With “Shoah” — Hebrew for catastrophe — Mr. Lanzmann upstaged everything he had done before. From its release in 1985, the film was internationally recognized as both an important historical record and an original, even beautiful, work of art — a nine-and-a-half-hour movie without a single frame of the by-then-familiar footage of the gas chambers or the living skeletons that Allied forces discovered in the Germans’ death camps.
—Claude Lanzmann (1925–2018)
—How Kodak Ektachrome film is made
Coming Soon
It’s been 5 years since Under the Skin and Jonathan Glazer finally has a new project in the works. He says it’ll be set in and about Auschwitz, and should be ready by 2020.
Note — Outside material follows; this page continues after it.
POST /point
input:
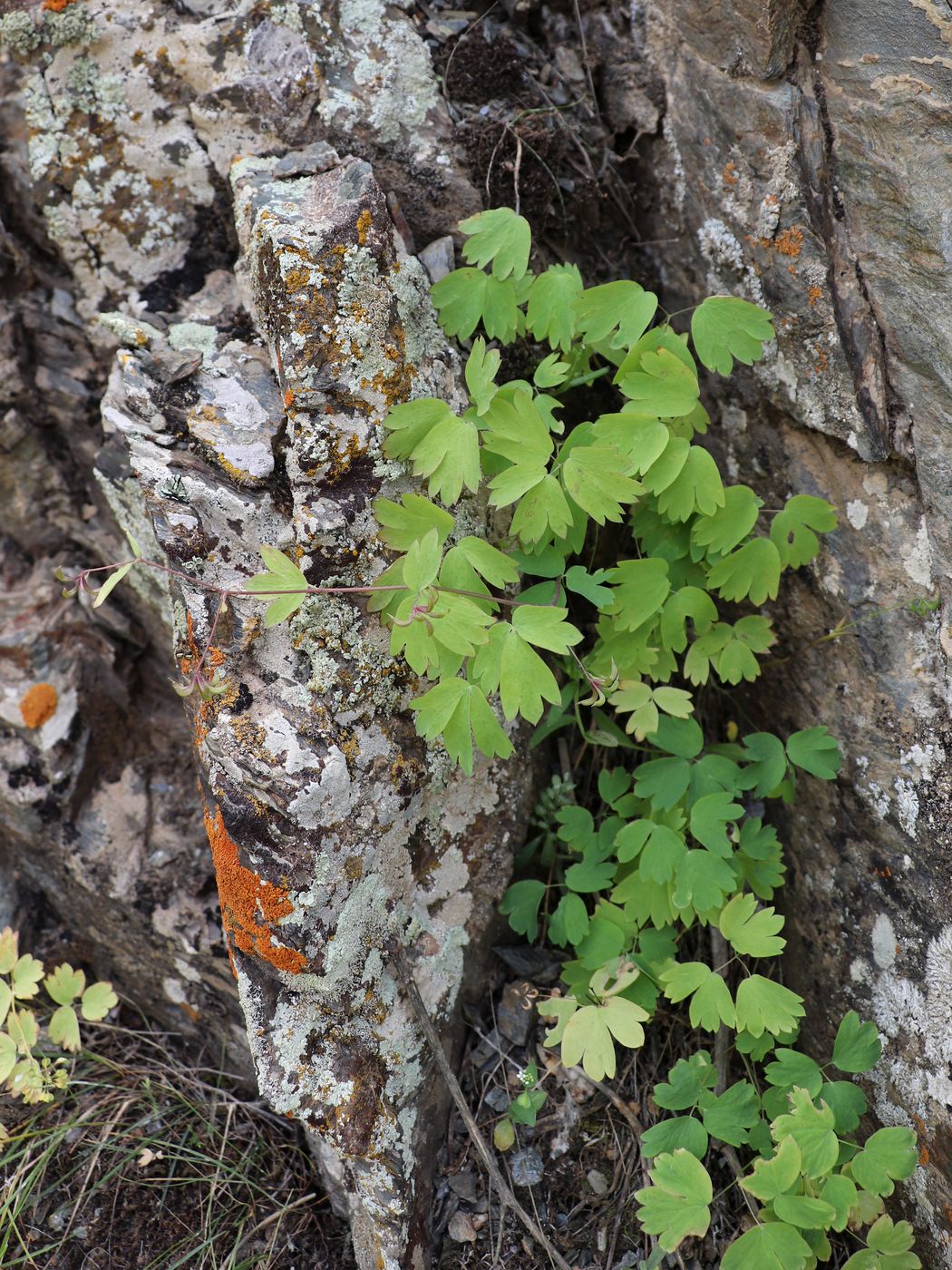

Jim Jarmusch has begun production on The Dead Don’t Die, a “zombie comedy” with Bill Murray, Adam Driver, Tilda Swinton, Chloë Sevigny, Steve Buscemi, and Selena Gomez.
The Criterion Collection will release a 39-film box set of Ingmar Bergman’s films, including 18 new to the Collection, this November.
Speaking of Bergman (get used to it), Mia Hansen-Løve has begun production on Bergman Island with Greta Gerwig, Mia Wasikowska, and John Turturro. The film, set on Bergman’s home island of Fårö, will be Hansen-Løve’s English-language debut, and reportedly may be inspired by her relationship with fellow filmmaker Olivier Assayas.
First trailers for Mary, Queen of Scots and Yorgos Lanthimos’ The Favourite, which I’m sure will make for an intriguing double bill this winter.